Jackie is just speeding away Thought she was James Dean for a day Then I guess she had to crash Valium would have helped that dash
Tu te contentes de lever les yeux au ciel quand elle insiste sur le fait qu'il ne s'agisse pas de chantage de sa part. Tu le sais que c'est préférable pour tous les deux, que ce soit toi qui t'occupes du repas plutôt qu'elle. Tu ne sais pas si elle s'est déjà perdue dans sa propre cuisine pour autre chose que pour se faire un café ou se préparer un truc des plus basiques. Et dans le fond, ça n'a pas grande importance. Parce que ça ne te regarde pas outre mesure et parce que ça ne te pose aucun problème de cuisiner. A vrai dire, tu aimes beaucoup ça. Tu n'as rien contre le fait de passer des heures entières aux fourneaux. C'est probablement là ton seul presque talent dans la vie. Fut un temps où tu étais également très porté sur le BMX. Tu t'amusais à enchaîner des pirouettes toutes plus acrobatiques les unes que les autres. Tu n'as pas arrêté parce que tu es "devenu adulte". Mais bien parce que tes potes ont tous cessé leurs propres activités de ce genre. Si tu n'as personne avec qui partager ces passions là, tu n'as aucune raison de vouloir continuer. Alors t'as cessé, petit à petit, ces sorties là. Et parce que tu aimes bien manger, tu cuisines. C'est aussi simple que ça. Et ça coûte bien moins d'argent que d'aller régulièrement au restau ou chez un traiteur.
J'avoue que, à choisir, j'aimerais éviter de mourir d'une intoxication alimentaire ! Que tu te permets de te moquer alors qu'elle même ne se rate pas à ce sujet là.

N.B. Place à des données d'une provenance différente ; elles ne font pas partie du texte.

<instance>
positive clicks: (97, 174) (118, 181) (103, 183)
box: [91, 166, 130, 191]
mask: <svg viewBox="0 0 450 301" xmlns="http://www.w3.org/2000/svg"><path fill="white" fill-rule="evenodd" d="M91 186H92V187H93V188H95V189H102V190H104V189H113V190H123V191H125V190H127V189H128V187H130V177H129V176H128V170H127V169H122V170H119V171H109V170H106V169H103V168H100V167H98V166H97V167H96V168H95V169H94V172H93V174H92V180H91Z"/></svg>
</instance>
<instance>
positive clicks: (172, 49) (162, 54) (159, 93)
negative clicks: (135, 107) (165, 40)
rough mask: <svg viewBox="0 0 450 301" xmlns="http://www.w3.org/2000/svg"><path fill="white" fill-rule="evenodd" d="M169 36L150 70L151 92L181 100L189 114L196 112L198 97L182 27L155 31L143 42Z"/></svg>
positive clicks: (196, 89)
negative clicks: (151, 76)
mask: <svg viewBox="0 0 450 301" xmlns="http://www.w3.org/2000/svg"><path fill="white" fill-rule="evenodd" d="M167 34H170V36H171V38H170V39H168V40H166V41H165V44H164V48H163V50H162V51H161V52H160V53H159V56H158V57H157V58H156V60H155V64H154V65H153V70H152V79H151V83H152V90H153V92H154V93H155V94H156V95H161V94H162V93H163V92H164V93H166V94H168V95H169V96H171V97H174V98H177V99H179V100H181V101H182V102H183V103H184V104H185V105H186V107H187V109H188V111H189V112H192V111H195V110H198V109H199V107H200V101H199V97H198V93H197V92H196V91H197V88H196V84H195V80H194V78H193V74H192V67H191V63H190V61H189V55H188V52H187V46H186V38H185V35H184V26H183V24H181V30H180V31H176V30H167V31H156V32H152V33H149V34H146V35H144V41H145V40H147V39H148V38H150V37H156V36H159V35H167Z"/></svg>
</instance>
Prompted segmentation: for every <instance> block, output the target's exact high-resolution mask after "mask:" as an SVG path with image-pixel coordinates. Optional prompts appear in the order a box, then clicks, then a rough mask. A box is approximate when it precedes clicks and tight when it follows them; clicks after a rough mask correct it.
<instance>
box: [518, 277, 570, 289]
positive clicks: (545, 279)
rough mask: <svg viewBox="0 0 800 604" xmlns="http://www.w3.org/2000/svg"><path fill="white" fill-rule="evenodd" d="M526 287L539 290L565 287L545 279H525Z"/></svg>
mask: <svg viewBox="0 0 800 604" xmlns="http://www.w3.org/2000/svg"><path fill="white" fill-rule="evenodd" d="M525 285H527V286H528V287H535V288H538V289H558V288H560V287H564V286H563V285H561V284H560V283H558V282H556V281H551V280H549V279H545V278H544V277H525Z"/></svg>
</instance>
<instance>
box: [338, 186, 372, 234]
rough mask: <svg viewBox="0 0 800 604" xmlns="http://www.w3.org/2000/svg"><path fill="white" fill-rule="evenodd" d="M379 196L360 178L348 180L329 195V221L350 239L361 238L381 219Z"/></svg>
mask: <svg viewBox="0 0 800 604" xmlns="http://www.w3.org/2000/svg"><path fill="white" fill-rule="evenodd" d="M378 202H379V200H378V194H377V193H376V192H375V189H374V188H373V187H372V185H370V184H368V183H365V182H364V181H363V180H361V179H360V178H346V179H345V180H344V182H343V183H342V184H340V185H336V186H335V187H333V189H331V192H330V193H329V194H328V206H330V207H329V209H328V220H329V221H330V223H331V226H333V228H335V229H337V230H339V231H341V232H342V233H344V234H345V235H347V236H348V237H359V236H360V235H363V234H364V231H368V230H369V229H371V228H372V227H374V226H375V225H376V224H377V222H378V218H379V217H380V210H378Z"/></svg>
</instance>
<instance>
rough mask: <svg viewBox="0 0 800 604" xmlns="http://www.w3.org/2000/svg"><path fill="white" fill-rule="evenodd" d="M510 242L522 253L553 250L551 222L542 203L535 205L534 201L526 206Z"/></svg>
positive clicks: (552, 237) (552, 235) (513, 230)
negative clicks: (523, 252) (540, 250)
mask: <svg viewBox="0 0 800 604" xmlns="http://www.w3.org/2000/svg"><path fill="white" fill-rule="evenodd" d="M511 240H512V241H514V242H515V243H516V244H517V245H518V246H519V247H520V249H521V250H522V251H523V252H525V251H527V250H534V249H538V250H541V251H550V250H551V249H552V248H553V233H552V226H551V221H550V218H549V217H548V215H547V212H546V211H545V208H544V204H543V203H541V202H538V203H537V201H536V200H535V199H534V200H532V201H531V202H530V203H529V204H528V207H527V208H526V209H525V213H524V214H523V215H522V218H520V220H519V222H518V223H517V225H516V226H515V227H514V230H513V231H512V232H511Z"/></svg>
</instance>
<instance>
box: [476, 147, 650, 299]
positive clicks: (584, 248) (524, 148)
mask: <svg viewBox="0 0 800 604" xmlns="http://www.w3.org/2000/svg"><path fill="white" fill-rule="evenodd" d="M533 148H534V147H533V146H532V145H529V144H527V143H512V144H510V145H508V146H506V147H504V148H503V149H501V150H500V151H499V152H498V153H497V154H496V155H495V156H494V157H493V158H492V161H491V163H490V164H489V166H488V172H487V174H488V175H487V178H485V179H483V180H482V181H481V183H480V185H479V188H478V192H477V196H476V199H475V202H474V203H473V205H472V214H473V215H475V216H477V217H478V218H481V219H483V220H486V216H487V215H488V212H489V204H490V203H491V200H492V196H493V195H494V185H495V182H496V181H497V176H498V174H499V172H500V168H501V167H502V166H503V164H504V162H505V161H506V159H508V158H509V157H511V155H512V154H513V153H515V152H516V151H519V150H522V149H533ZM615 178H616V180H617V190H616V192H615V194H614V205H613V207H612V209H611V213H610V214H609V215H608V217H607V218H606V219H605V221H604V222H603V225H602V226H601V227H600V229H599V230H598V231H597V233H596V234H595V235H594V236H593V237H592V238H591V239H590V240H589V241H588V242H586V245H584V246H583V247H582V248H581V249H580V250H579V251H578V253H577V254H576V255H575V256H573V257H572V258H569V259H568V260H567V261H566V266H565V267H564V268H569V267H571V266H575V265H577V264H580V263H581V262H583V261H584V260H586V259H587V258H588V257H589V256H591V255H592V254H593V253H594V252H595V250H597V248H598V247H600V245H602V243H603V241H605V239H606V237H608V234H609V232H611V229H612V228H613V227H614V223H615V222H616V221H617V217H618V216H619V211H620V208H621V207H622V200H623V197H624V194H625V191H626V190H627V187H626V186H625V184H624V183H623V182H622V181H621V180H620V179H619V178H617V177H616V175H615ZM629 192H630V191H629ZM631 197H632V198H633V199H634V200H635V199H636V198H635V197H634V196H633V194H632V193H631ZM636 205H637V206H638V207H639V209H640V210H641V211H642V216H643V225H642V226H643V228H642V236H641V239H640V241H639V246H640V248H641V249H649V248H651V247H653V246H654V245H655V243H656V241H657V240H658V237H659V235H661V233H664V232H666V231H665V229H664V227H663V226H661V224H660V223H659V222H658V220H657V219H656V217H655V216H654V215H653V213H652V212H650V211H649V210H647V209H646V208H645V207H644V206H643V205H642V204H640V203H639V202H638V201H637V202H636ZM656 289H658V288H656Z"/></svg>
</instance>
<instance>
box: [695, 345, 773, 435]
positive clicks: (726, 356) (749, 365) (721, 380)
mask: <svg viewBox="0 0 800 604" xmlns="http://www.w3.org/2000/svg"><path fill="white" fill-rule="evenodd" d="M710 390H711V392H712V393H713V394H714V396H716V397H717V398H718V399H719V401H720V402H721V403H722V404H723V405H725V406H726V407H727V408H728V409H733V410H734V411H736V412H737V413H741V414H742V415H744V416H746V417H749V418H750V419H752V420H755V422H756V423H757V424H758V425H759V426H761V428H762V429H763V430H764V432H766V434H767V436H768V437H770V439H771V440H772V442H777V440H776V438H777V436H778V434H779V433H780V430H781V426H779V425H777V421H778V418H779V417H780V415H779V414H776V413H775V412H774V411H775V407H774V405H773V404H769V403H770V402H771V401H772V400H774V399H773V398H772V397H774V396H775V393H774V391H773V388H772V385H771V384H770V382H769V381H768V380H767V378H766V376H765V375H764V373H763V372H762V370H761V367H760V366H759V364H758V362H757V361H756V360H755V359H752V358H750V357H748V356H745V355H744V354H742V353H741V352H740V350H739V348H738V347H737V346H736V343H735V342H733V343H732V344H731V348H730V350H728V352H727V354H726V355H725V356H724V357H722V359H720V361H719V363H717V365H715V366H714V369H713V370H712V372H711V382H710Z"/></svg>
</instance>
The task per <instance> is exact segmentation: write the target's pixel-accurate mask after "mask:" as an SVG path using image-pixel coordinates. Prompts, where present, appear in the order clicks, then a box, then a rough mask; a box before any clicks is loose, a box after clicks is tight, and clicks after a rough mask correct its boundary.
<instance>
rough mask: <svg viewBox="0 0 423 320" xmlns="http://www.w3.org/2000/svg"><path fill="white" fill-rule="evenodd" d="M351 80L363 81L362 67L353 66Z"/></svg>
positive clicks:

Tu préfères encore quand vous vous taquinez l'un l'autre de cette façon, plutôt que lorsqu'elle se veut trop sérieuse. Tu n'aimes pas le fil de la conversation qu'elle vient t'imposer. Tu n'es pas à l'aise quand il est question de ton avenir. Toi qui ne sais vivre que l'instant présent. Et encore, sans grande conviction. Tu te penses incapable de tout, ou presque. Et quand tu t'emballes, tes vieux démons ne manquent pas de te rappeler à l'ordre. Alors quand Susan se montre soudainement intrusive, tu ne réponds plus qu'avec des réponses très courtes pour la convaincre de ne pas aller plus loin. Elle te semble assez maline pour le comprendre et pour abandonner l'idée d'insister. T'es presque soulagé quand tu constates qu'elle s'est endormie sur le siège passager. Tu ne fais rien pour la réveiller et te contentes de conduire en silence. C'est quand tu t'engages sur le chemin privé qui mène à sa petite maison au bord du lac, que tu la sens se réveiller à tes côtés. Tu vérifies d'un simple coup d'oeil et lui offres un semblant de sourire.
Et pourquoi est-ce qu'on serait obligés d'en parler ? Que tu ronchonnes, presque malgré toi. Trop souvent, Susan se comporter comme si elle était ta mère. C'est en tout cas que ce que tu t'imagines. Comme ça que tu vois la relation normale mère-fils, toi qui n'as pas vraiment eus l'occasion d'en vivre une de façon sereine. Ta mère t'ayant abandonné bien trop tôt à ton goût. Trop tôt dans ta vie de gamin déjà pas mal perdu. Tu tentes de faire bonne figure quand tu te gares et quittes la voiture pour récupérer vos bagages dans le coffre. Quand elle te rejoint et t'interroge, tu te contentes d'un faux sourire, des plus crispés. C'est sans rien répondre que tu prends ensuite la direction du chalet avec, au bout de tes bras, vos sacs les plus lourds. Que tu as vite fait de ranger dans les deux chambres spacieuses et confortables du chalet. Le gamin en toi voudrait se planquer dans cette chambre qui sera la tienne le temps d'un week-end, pour éviter la conversation qui risque de suivre. Mais l'adulte lui fout un coup de pied au cul pour le forcer à rejoindre Susan. Qui, munit de deux verres de vin blanc, rejoint déjà le salon. Tu la suis sans mot dire et prends place dans le canapé. Bien sûr ! Tu retrouves de tes sourires habituels qui se veulent, assurément, trompeurs.